I cannot but mention the incredible 38-minute video installation Inverso Mundus by the Russian artists AES+F shown on a 15 metre screen. A surreal slow-motion film that blurs the lines between reality and fantasy in a topsy-turvy post-industrial world, Inverso Mundus also questions the power dynamics of today’s world, between the sexes, class, generations and even the animal-human relationship.
Yet another interactive piece was Turkish artist Ahmet Ogut's "Workers leaving the factory - Version 2.” Two simple Merritt sewing machine on which a television screen replaces the operative part of the sewing machine stands in an open room overlooking the sea. As you pedal the machine, a grainy video of workers walking out in protest from a factory site plays out on the screen. The viewer, in other words, has to labour in order to view a labour force, in this case, in protest.
Running alongside the main Biennale are 20 Collateral events, where more international and Indian artists are given the opportunity to show their work. I visited an exhibition by the recently discovered artist Brij Mohan Anand, who came of age in pre-Independent India and was involved with the nationalist and Communist movement. His energetic black and white etchings on subjects such as the futility of war, social oppression, serve to shock the viewer, but are aesthetic in their own right. Roots/Routes, a collaboration of four Pune-based artists portray the individual artist’s journey in mediums as varied as ceramic, video, sculpture and painting.
For me, the Biennale’s offerings represented world class creative innovation.
Last year, I visited the Marrakech Biennale and was more struck by the scale of the art installations in their dilapitated heritage sites. However, the lack of local visitors to the event was a disappointment.
In Kochi, the Biennale was much more embedded in the local milieu. The people of Kochi turned up in droves and there was a sense of pride amongst the local residents in being a part of such an international milestone in art. As a young volunteer student said, “For me, this has been an opportunity to meet important artists, and to learn about history and art.”
The other impressive aspect of the Kochi Biennale was the emphasis on exposing students to new art trends. The Students Biennale, a part of India’s higher education programme, offered students from across India a fantastic opportunity to show their work to a global audience.

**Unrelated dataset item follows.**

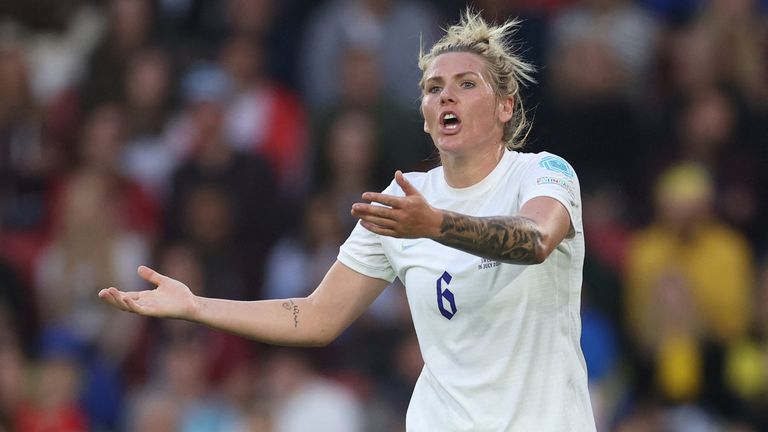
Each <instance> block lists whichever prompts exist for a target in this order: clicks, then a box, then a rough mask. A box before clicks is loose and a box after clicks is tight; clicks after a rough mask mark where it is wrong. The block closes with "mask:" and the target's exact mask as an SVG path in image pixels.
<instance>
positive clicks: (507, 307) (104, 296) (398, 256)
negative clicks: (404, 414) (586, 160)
mask: <svg viewBox="0 0 768 432" xmlns="http://www.w3.org/2000/svg"><path fill="white" fill-rule="evenodd" d="M515 26H516V23H514V22H508V23H506V24H503V25H501V26H498V27H494V26H489V25H488V24H486V23H485V22H484V21H483V20H482V19H481V18H480V17H479V16H478V15H477V14H474V13H472V12H469V11H468V12H467V13H466V14H464V16H463V17H462V19H461V22H460V23H459V24H457V25H454V26H452V27H450V28H449V29H448V31H447V33H446V34H445V35H444V36H443V38H442V39H441V40H439V41H438V42H437V43H436V44H435V45H434V46H433V47H432V48H431V50H430V51H429V52H426V53H423V54H422V55H421V56H420V59H419V65H420V67H421V69H422V71H423V78H422V80H421V83H420V84H421V88H422V101H421V110H422V114H423V116H424V130H425V132H427V133H428V134H430V135H431V137H432V139H433V141H434V143H435V146H436V147H437V149H438V151H439V152H440V159H441V162H442V166H441V167H438V168H436V169H434V170H431V171H429V172H427V173H409V174H405V175H404V174H403V173H401V172H399V171H398V172H396V173H395V179H394V181H393V182H392V184H391V185H390V186H389V187H388V188H387V189H386V190H385V191H384V192H383V193H373V192H366V193H365V194H363V197H362V198H363V199H364V200H365V201H369V202H371V203H370V204H366V203H356V204H354V205H353V206H352V214H353V215H354V216H356V217H358V218H359V219H360V223H359V224H358V226H357V227H355V229H354V230H353V231H352V233H351V235H350V236H349V238H348V239H347V240H346V242H345V243H344V244H343V245H342V247H341V250H340V252H339V256H338V259H337V261H336V262H335V263H334V264H333V265H332V266H331V268H330V270H329V271H328V273H327V274H326V276H325V278H324V279H323V281H322V282H321V283H320V284H319V286H318V287H317V289H316V290H315V291H314V292H313V293H312V294H311V295H309V296H308V297H305V298H292V299H284V300H270V301H255V302H236V301H230V300H220V299H210V298H200V297H196V296H194V295H192V294H191V293H190V292H189V290H188V289H187V287H186V286H185V285H183V284H182V283H181V282H178V281H176V280H173V279H170V278H168V277H166V276H163V275H161V274H159V273H157V272H155V271H153V270H151V269H149V268H147V267H141V268H140V269H139V274H140V275H141V276H142V277H143V278H145V279H147V280H148V281H150V282H152V283H154V284H156V285H157V286H158V288H157V289H155V290H153V291H145V292H139V293H125V292H121V291H118V290H117V289H116V288H109V289H106V290H103V291H102V292H101V293H100V296H101V297H102V298H103V299H105V300H106V301H108V302H110V303H111V304H113V305H115V306H117V307H119V308H121V309H124V310H127V311H131V312H135V313H140V314H144V315H152V316H161V317H169V318H179V319H187V320H193V321H196V322H200V323H203V324H206V325H209V326H213V327H216V328H220V329H225V330H228V331H232V332H235V333H238V334H241V335H243V336H246V337H249V338H253V339H256V340H258V341H262V342H266V343H273V344H280V345H297V346H316V345H325V344H328V343H329V342H331V341H332V340H334V338H335V337H336V336H338V335H339V334H340V333H341V332H342V331H343V330H344V329H345V328H346V327H347V326H349V325H350V323H351V322H352V321H354V320H355V319H356V318H357V317H358V316H359V315H360V314H361V313H362V312H363V311H364V310H365V309H366V308H367V307H368V305H370V304H371V302H372V301H373V300H374V299H375V298H376V297H377V296H378V295H379V294H380V293H381V291H382V290H383V289H384V288H385V287H386V286H387V285H388V284H389V283H390V282H391V281H392V280H394V279H395V278H399V279H400V280H401V281H402V282H403V284H404V285H405V287H406V291H407V296H408V301H409V304H410V308H411V313H412V316H413V321H414V325H415V328H416V333H417V336H418V339H419V344H420V347H421V352H422V356H423V358H424V362H425V365H424V369H423V370H422V373H421V376H420V377H419V379H418V382H417V383H416V388H415V390H414V393H413V396H412V399H411V403H410V406H409V409H408V414H407V418H406V427H407V430H409V431H553V432H555V431H557V432H562V431H592V430H594V429H595V426H594V420H593V418H592V411H591V406H590V402H589V396H588V392H587V374H586V366H585V363H584V359H583V356H582V353H581V350H580V347H579V336H580V328H581V323H580V317H579V302H580V293H581V278H582V263H583V258H584V238H583V233H582V223H581V204H580V196H579V185H578V180H577V177H576V174H575V173H574V171H573V169H572V168H571V166H570V165H569V164H568V163H567V162H565V161H564V160H563V159H561V158H559V157H557V156H554V155H552V154H548V153H539V154H526V153H520V152H518V151H516V150H515V149H516V148H518V147H520V146H521V145H522V142H523V141H524V138H525V134H526V131H527V122H526V118H525V111H524V109H523V107H522V101H521V99H520V95H519V90H520V86H521V85H522V84H524V83H525V82H526V81H530V80H531V78H530V74H531V73H532V71H533V68H532V67H531V66H530V65H528V64H526V63H524V62H523V61H521V60H520V59H518V58H516V57H515V56H514V55H512V54H511V49H510V42H509V40H508V38H507V37H508V36H509V34H510V33H512V32H513V31H514V29H515Z"/></svg>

Outside of the formal Biennale experience, or indeed as a ‘collateral’ experience, there is a plethora of things to do and see, and fantastic places to eat and stay. It is easily accessed from the international airport at Kochi, and getting around by taxi or autorickshaw is easy for first-timers. An overnight houseboat trip on the beautiful Kerala backwaters is highly recommended and can be combined with your visit to the Biennale.
To fully immerse yourself in Biennale, allow yourself a week to visit. To avoid disappointment, book early and stay at Secret Garden, a fantastic, reasonably priced boutique hotel. It’s also worth enjoying a houseboat experience with Bay Pride Tours.
I hope that this provides you with a taste of the joys that attending an international biennale can bring and that it whets your appetite for the Kerala Biannale in 2018.